Previously we’d been experimenting with Redis, Varnish and a few other technologies. Some sites internally had already started to use Redis, mostly as a caching solution, but we wanted to see if we could use it as a real data store.

cat-on-computer

We did some early tests and based our decision mainly on performance, since that was (and is) a huge issue for us. We were very, very impressed with Redis’ general performance, and after some discussion we decided we were going to use Redis as the primary database for the website.

Previously the site had been written in a traditional LAMP stack. It had Linux, Perl, MySQL and Memcached. There were obviously some concerns about the transition. One of the tradeoffs, which I’m actually really glad we did in hindsight, was we kept MySQL in the picture. We don’t read from MySQL on the website, but we are able to use it to do things like populate new lists or hashes, as well as things we couldn’t anticipate ahead of time. We have MySQL more for ad hoc queries, and use Redis for the website.

Soon after we started developing with it, we pretty quickly we felt we’d made the right decision. For the first month or so, we were prepared to reexamine our decision but became comfortable pretty quickly. It was really a good fit for our use case.

Justin: Why is that, and what were you looking at in terms of evaluating whether or not it was a good decision?

Eric: Obviously ease of development is a huge one, especially when you are rewriting an entire project like this.

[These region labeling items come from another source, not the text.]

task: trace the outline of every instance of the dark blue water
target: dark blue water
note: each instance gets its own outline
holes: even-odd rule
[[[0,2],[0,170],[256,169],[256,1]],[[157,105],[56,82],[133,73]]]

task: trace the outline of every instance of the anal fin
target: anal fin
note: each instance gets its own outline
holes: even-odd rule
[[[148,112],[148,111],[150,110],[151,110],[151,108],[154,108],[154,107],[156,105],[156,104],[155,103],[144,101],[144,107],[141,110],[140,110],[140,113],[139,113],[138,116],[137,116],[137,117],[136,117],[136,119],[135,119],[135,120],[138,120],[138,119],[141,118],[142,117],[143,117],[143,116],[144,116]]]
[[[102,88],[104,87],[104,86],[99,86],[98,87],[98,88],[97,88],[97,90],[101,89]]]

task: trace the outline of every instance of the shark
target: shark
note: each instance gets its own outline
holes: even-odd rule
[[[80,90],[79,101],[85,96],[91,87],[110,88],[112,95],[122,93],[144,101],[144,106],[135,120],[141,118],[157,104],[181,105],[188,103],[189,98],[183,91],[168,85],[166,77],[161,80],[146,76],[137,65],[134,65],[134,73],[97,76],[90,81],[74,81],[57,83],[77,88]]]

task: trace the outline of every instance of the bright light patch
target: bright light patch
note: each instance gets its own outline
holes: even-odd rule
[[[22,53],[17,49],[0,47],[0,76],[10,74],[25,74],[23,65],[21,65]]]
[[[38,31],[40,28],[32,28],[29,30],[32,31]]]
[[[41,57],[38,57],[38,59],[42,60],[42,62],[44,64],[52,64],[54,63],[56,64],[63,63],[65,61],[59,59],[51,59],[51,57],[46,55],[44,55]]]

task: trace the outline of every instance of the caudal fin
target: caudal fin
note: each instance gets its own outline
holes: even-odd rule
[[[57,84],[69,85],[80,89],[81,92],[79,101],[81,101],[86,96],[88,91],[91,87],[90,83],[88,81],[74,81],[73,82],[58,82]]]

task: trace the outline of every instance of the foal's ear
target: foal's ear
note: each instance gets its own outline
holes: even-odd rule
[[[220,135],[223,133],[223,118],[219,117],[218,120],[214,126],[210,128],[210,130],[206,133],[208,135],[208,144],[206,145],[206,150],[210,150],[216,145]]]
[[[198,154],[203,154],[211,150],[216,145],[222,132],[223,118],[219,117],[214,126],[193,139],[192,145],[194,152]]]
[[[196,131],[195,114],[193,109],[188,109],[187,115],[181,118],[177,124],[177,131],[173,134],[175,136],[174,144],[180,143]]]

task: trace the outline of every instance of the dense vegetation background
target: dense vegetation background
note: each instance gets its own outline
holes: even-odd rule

Luckily, Redis’ data structures mapped well to what we were doing.

YouPorn at the end of the day is mostly about lists of videos and lists of objects, whether it be comments, favorites, etc. the top rated videos, or the most viewed videos. It’s all lists and then objects, which obviously map well to hashes. We do use some of the other data types but I’d have to say that about 90% of our usage falls into the case of either sorted sets or hashes.

Justin: After deciding to use Redis, how long did it take to actually implement and have it working?

Eric: Honestly, back at that point we were still ramping up the team. Like I said, it was a brand new project so it was mostly me and one other person when we did the initial staging.

I’d say within four weeks or so we had a good part of the site prototyped. We had the front page, all the main pages, and most of the video pages done. You could view comments – although at that point you couldn’t add comments – but a lot was done in just four weeks with just two people. This timeframe included learning a new framework (Symphony at the time) so we got up and running pretty quickly.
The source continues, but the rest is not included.